Following the impactful attacks by the Houthi group on commercial shipments, especially container ships, the shipping industry has undergone substantial changes. This analysis focuses on the decrease in the number of large inactive vessels this week, highlighting the adaptability of shipping companies in the face of threats, with the deployment of tonnage to maintain schedules, especially on the Cape route.

After the attacks on ships bound for Israel and connections with the United States and the United Kingdom, the trend of redirecting ships around the Cape of Good Hope began in December. The report highlights that, due to the compliance with exports before the Chinese New Year, no large container ship has been recorded as inactive this week. The reactivation of two ultra-large container ships in the last two weeks has led to all vessels over 12,500 TEUs being operational now.

The Alphaliner report reveals that inactive capacity has reached its lowest point in 19 months, with only 89 vessels of 226,051 TEUs inactive. More recent data from Linerlytica suggests that the figure has decreased even further, with only 78 non-operational vessels totaling 125,425 TEUs, representing 0.4% of the fleet.

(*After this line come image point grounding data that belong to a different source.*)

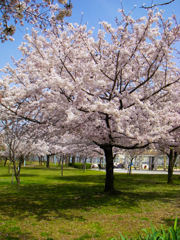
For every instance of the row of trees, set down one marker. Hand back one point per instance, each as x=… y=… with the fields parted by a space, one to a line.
x=74 y=90
x=39 y=13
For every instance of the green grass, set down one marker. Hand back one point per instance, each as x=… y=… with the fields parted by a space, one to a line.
x=47 y=206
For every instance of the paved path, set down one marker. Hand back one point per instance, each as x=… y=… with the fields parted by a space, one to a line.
x=120 y=170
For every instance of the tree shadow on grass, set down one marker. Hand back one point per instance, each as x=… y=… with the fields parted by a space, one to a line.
x=82 y=193
x=10 y=235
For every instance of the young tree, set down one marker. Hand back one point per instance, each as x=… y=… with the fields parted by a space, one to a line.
x=19 y=144
x=110 y=93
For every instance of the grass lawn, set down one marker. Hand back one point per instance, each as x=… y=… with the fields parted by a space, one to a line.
x=49 y=207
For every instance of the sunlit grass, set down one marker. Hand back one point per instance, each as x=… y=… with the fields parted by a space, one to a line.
x=48 y=206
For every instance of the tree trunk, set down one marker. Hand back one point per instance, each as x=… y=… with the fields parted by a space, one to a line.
x=5 y=161
x=84 y=164
x=73 y=159
x=172 y=159
x=109 y=183
x=62 y=162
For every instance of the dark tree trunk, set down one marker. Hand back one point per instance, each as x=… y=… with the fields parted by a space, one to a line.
x=172 y=159
x=84 y=164
x=130 y=166
x=109 y=183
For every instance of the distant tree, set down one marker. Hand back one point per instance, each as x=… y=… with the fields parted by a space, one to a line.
x=152 y=5
x=34 y=12
x=109 y=93
x=19 y=144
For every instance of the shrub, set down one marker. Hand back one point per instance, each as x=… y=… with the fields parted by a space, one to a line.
x=173 y=233
x=80 y=165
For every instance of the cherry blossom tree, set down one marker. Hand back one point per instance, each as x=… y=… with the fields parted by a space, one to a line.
x=107 y=92
x=34 y=12
x=157 y=4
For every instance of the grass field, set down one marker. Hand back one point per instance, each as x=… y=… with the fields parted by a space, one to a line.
x=49 y=207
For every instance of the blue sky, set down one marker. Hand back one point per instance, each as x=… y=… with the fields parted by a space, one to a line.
x=93 y=11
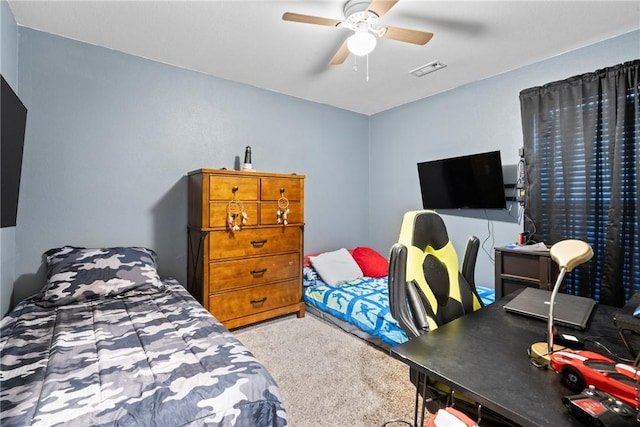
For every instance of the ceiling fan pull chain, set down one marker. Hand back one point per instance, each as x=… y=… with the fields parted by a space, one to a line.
x=367 y=67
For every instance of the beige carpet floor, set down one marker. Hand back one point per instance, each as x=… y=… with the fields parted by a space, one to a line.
x=328 y=377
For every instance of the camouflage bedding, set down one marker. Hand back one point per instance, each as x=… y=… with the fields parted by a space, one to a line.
x=149 y=356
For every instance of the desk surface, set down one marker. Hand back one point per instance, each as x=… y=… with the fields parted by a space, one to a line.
x=484 y=356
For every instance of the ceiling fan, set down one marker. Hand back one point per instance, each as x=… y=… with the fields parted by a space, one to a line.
x=361 y=17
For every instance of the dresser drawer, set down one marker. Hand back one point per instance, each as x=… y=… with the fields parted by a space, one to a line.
x=269 y=213
x=221 y=187
x=254 y=241
x=248 y=301
x=218 y=214
x=270 y=189
x=228 y=275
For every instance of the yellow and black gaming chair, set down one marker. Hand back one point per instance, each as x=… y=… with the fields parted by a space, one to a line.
x=426 y=286
x=428 y=289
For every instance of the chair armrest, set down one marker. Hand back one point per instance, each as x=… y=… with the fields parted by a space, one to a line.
x=469 y=260
x=404 y=300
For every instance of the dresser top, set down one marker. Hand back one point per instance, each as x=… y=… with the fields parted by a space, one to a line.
x=244 y=173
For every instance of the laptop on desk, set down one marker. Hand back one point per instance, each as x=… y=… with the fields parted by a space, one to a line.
x=571 y=310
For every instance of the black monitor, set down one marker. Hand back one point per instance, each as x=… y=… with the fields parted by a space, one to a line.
x=13 y=118
x=466 y=182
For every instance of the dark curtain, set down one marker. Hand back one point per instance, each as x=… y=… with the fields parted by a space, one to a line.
x=582 y=166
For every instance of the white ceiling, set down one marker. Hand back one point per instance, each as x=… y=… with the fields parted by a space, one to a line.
x=248 y=42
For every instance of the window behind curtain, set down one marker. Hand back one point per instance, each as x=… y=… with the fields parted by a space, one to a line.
x=582 y=171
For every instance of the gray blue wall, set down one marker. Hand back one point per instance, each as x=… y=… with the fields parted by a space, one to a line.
x=9 y=70
x=482 y=116
x=110 y=138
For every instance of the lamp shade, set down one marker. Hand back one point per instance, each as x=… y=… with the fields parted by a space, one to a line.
x=361 y=43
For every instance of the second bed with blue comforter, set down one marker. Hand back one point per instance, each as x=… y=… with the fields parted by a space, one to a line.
x=364 y=304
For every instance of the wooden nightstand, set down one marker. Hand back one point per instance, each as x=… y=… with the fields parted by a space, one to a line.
x=254 y=273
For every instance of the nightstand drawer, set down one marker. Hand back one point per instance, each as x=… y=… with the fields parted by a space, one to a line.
x=269 y=213
x=218 y=214
x=252 y=242
x=270 y=188
x=235 y=274
x=248 y=301
x=221 y=188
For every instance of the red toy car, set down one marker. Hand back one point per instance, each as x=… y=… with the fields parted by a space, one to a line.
x=582 y=368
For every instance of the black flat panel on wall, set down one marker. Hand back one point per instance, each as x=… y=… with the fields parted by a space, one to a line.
x=13 y=118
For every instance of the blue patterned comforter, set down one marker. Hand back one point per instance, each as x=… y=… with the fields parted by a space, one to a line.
x=364 y=302
x=151 y=356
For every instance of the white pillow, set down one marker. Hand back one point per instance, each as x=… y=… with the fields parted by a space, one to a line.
x=335 y=267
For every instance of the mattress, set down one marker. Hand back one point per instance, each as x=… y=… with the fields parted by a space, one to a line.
x=150 y=356
x=363 y=303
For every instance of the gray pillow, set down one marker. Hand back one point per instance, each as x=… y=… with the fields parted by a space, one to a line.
x=80 y=274
x=336 y=267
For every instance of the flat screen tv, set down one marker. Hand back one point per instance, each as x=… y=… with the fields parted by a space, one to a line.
x=467 y=182
x=13 y=118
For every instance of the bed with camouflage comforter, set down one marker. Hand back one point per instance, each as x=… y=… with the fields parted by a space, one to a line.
x=108 y=343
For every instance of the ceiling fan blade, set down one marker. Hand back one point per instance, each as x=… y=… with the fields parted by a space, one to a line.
x=340 y=55
x=407 y=35
x=381 y=7
x=308 y=19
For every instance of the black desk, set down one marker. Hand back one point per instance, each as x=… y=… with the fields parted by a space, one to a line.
x=484 y=356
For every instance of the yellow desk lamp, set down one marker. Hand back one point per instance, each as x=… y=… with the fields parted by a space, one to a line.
x=568 y=254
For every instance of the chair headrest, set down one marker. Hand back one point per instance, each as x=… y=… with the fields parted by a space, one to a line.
x=571 y=253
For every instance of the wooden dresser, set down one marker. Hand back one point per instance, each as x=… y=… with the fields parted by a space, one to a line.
x=254 y=273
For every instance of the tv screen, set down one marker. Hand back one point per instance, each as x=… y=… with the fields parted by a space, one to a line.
x=13 y=118
x=466 y=182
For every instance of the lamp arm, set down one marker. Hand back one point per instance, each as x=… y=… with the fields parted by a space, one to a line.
x=552 y=303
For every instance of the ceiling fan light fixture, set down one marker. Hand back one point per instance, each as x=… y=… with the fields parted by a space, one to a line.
x=361 y=43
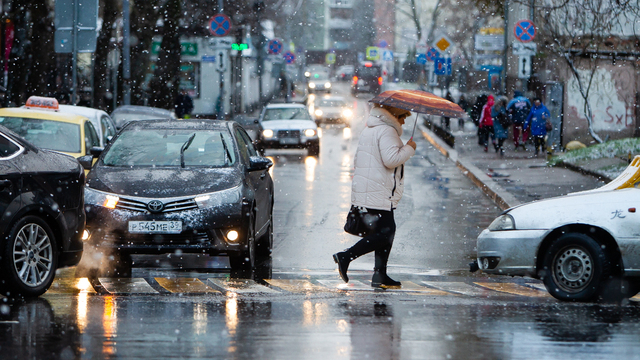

It is highlighted that a significant amount of capacity was reactivated from dry dock to cope with the “inflated” demand during this period. Additionally, 21 vessels of 178,751 TEUs came out of dry dock and resumed operations, and the total dry dock capacity is the lowest since March 2021, at 313,031 TEUs.

Alphaliner suggests that shipping companies are redesigning their networks to incorporate the deviation via Africa, along with expected omissions of sailings in the quiet period after the Chinese New Year and the arrival of many new vessels, which could change the situation of tight tonnage supply in the coming months.

Linerlytica reports that 43 vessels were delivered in the last 30 days, totaling 303,601 TEUs. Combined statistics also reveal an expected increase in capacity on Asia-to-Europe routes by 23.3%, reaching a historical high of 6.44 million TEUs, as a result of the deviation from the Suez Canal to the Cape route since December 2023.

Linerlytica’s analysis highlights an unexpected increase in demand for intra-European capacity due to the crisis in the Red Sea, with a 24.8% increase on intra-European routes, especially in the Mediterranean and routes between Northern Europe and the Mediterranean.

In conclusion, the shipping industry’s adaptability to crises and geopolitical conflicts is reflected in the rapid reactivation of vessels and the redesign of routes. The current situation, with increased capacity and changes in commercial flows, reveals the complexity of maritime supply chain dynamics.